Even now, I often see API testing done at a very surface level, especially when it comes to public APIs. Yes, logic and functionality are the main priorities - like any software, an API exists to solve a specific client problem.

But API testing shouldn’t stop at the obvious checks. Below, I’m sharing a quick API testing cheat sheet. While these might not be the most critical issues, they are important and can quickly expose deeper problems. Since most modern web and mobile apps rely on REST APIs, this checklist is focused on REST-style APIs.

? Security & Headers

• If the response headers contain a server version, that’s a bug - this information should never be exposed.
• Sending a request with the OPTIONS method should return 204 No Content, along with a header listing supported methods.
• Sending a request with an unsupported HTTP method should return 405 Method Not Allowed.

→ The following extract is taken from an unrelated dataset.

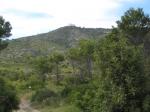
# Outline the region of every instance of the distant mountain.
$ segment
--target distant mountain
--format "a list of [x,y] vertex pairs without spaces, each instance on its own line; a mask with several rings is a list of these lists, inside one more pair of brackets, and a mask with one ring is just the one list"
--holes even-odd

? Data Handling & Input Validation

• Trimming: Send data with extra spaces at the beginning and end. Expected result? The spaces should be trimmed. I’ve seen too many cases where untrimmed strings led to data corruption or broken third-party integrations.
• Limits: Input validation should always happen both on the client and server sides. Check not only individual field limits but also object limits (if multiple objects can be created in a single request) and request size limits.

? Authentication & Authorization

• Try accessing an endpoint without authentication or with invalid credentials. Expected result? 401 Unauthorized (not 403 Forbidden!).
• If you’re using token-based authentication, try invalidating the token and accessing the endpoint again.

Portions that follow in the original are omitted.